Pour un commerçant ou un entrepreneur , c’est le bénéfice net réalisé qui est pris en considération et non pas le chiffre d’affaire ( CI , décision 10/03/2010 ,dossier n° 4588 , revue de la Cour suprême , année 2012,n°2,p.477). Peut aussi faire l’objet d’une indemnisation le dommage matériel consécutif à l’arrêt des projets d’un promoteur immobilier injustement incarcéré. La commission dans ce cas d’espèce a ordonné une expertise avant de statuer et ce à l’effet de préciser le manque à gagner du promoteur ( CI , décision du 12/03/2014 ,dossier n° 6935 , revue de la Cour suprême , année 2014,n°2,p.477).
Tous les documents produits devant la commission doivent être rédigés en langue arabe ou traduits et ce peine d’irrecevabilité ( CI , décision du 09/06/2010 ,dossier n° 4942 , revue de la Cour suprême , année 2012,n°2,p.485)
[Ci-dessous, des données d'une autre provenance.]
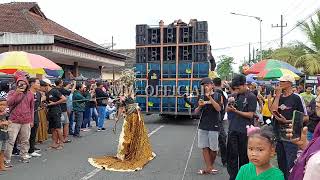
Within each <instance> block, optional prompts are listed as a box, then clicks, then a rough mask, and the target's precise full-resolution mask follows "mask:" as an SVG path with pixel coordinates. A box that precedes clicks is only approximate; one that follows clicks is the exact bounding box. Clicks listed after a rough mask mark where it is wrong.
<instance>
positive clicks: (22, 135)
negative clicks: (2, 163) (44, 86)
mask: <svg viewBox="0 0 320 180" xmlns="http://www.w3.org/2000/svg"><path fill="white" fill-rule="evenodd" d="M28 86H29V84H28V81H27V79H26V78H25V77H24V76H20V77H18V78H17V81H16V90H12V91H10V92H9V93H8V99H7V103H8V106H9V109H10V115H9V120H11V121H12V124H10V125H9V127H8V132H9V140H8V146H7V149H6V150H5V164H6V166H7V167H12V165H11V155H12V150H13V146H14V143H15V141H16V139H17V138H19V140H20V151H21V152H20V155H21V161H22V162H23V163H28V162H29V160H28V150H29V138H30V132H31V127H33V119H34V94H33V93H32V92H30V91H29V90H28Z"/></svg>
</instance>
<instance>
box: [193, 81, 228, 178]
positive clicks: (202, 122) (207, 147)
mask: <svg viewBox="0 0 320 180" xmlns="http://www.w3.org/2000/svg"><path fill="white" fill-rule="evenodd" d="M201 85H202V86H203V87H204V92H205V94H204V96H203V97H202V98H201V99H200V100H199V102H198V104H199V106H198V107H197V108H196V109H195V112H196V113H201V115H200V124H199V127H198V147H199V148H201V149H202V153H203V158H204V161H205V163H206V166H207V167H206V169H201V170H199V171H198V173H199V174H215V173H217V172H218V170H216V169H215V168H214V161H215V159H216V156H217V151H218V150H219V147H218V136H219V121H220V111H221V106H222V105H221V101H222V100H221V99H222V98H221V96H220V95H219V94H218V93H214V91H213V89H214V85H213V83H212V80H211V79H210V78H204V79H202V80H201Z"/></svg>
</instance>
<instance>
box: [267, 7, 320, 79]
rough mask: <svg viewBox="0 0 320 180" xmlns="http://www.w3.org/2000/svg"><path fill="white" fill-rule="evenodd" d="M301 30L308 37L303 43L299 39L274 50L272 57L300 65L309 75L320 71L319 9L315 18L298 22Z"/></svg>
mask: <svg viewBox="0 0 320 180" xmlns="http://www.w3.org/2000/svg"><path fill="white" fill-rule="evenodd" d="M298 25H300V26H301V30H302V31H303V33H304V34H305V35H306V36H307V38H308V39H309V43H308V44H305V43H302V42H300V41H297V42H295V43H294V44H291V45H289V46H288V47H285V48H280V49H277V50H275V51H274V53H273V54H272V55H271V56H272V58H275V59H282V60H284V61H286V62H288V63H290V64H291V65H293V66H296V67H302V68H303V69H304V72H305V73H306V74H309V75H314V74H318V73H320V11H318V12H317V13H316V20H314V19H313V18H311V20H310V22H309V23H308V22H299V23H298Z"/></svg>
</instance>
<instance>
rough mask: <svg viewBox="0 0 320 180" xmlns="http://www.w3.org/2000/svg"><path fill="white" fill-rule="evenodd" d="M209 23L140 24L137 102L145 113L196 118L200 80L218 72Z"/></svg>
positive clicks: (137, 73) (159, 23) (136, 93)
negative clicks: (194, 111)
mask: <svg viewBox="0 0 320 180" xmlns="http://www.w3.org/2000/svg"><path fill="white" fill-rule="evenodd" d="M214 68H215V62H214V58H213V57H212V55H211V49H210V44H209V40H208V23H207V22H206V21H197V20H194V19H192V20H190V22H189V23H188V24H187V23H184V22H183V21H181V20H177V21H174V22H173V23H171V24H169V25H164V22H163V21H160V23H159V25H158V26H149V25H145V24H141V25H136V66H135V74H136V83H135V93H136V101H137V103H139V106H140V108H141V110H142V112H144V113H146V114H160V115H174V116H180V115H188V116H193V115H194V109H195V108H196V107H197V100H198V95H199V94H200V93H201V87H200V81H201V79H202V78H204V77H208V75H209V72H210V71H211V70H214Z"/></svg>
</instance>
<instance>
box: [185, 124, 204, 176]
mask: <svg viewBox="0 0 320 180" xmlns="http://www.w3.org/2000/svg"><path fill="white" fill-rule="evenodd" d="M199 124H200V120H199V122H198V127H199ZM197 134H198V128H197V131H196V133H194V137H193V141H192V144H191V147H190V151H189V156H188V159H187V162H186V166H185V168H184V171H183V175H182V179H181V180H184V177H185V176H186V172H187V169H188V165H189V161H190V159H191V155H192V151H193V147H194V142H195V141H196V137H197Z"/></svg>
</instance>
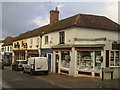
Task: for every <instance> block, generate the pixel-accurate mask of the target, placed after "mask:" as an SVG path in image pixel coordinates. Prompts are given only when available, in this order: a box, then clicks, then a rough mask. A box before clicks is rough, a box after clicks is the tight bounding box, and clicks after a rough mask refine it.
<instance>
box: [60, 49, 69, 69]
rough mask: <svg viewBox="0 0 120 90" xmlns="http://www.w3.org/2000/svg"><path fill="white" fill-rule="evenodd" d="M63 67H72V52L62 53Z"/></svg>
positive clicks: (62, 63) (62, 66) (62, 62)
mask: <svg viewBox="0 0 120 90" xmlns="http://www.w3.org/2000/svg"><path fill="white" fill-rule="evenodd" d="M60 65H61V67H65V68H69V67H70V52H69V51H61V64H60Z"/></svg>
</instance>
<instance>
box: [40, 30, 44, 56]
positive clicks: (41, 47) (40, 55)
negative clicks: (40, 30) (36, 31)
mask: <svg viewBox="0 0 120 90" xmlns="http://www.w3.org/2000/svg"><path fill="white" fill-rule="evenodd" d="M43 34H44V32H41V34H40V49H39V57H40V56H41V48H42V36H43Z"/></svg>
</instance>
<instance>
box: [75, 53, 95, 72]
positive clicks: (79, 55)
mask: <svg viewBox="0 0 120 90" xmlns="http://www.w3.org/2000/svg"><path fill="white" fill-rule="evenodd" d="M77 67H78V69H85V70H90V69H92V68H93V60H92V52H91V51H81V52H79V51H78V53H77Z"/></svg>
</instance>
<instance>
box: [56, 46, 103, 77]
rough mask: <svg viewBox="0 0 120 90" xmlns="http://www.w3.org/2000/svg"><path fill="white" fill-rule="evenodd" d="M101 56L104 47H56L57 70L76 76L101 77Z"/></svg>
mask: <svg viewBox="0 0 120 90" xmlns="http://www.w3.org/2000/svg"><path fill="white" fill-rule="evenodd" d="M73 48H74V49H73ZM101 57H103V47H97V46H95V47H70V48H57V49H55V48H54V58H55V59H54V61H55V72H56V73H61V74H66V75H70V76H75V77H78V76H93V77H95V76H96V77H100V70H101V61H100V59H101Z"/></svg>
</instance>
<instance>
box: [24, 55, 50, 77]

En sus de ce dommage matériel , le dommage moral est lui aussi indemnisé.Des décisions de la commission, il ressort que le préjudice moral est automatiquement accordé au seul motif que la détention a eu pour conséquence la privation de liberté et l’éloignement de la personne emprisonné de son environnement familial et social. Dans certaines décisions la commission fait état de l’atteinte à l’honneur et à la dignité du demandeur du fait de son incarcération pour des infractions infamantes .
La commission d’indemnisation dont le siège est située à la Cour suprême est saisie par une requête signée du demandeur lui-même ou d’un avocat agréé à la Cour suprême.la requête doit contenir certaines mentions prévues par l’article 137 bis4 du code de procédure pénale notamment la date et la nature de la décision qui a ordonné la détention provisoire ainsi que l’établissement pénitentiaire où elle a été subie, la juridiction qui a prononcé la décision de non-lieu , de relaxe ou d’acquittement ainsi que la date de sa décision, la nature et le montant des préjudices allégués et l’adresse où doivent être faites les notifications au demandeur. Le dossier de la procédure pénale tenu au niveau de la juridiction qui a rendu la décision de non-lieu, de relaxe ou d’acquittement est transmis à la commission sur demande de cette dernière. La commission procède ou fait procéder à toute mesure utile avant de statuer. Une fois l’instruction close, une date d’audience est fixée et est notifiée au demandeur et à l’agent judicaire du trésor.Si une indemnité est accordée, le paiement est effectué par le trésorier de la wilaya d’Alger. En cas de rejet , le demandeur peut être condamné aux dépens. Les décisions de la commission d’indemnisation sont définitives et ne peuvent faire l’objet d’aucun recours.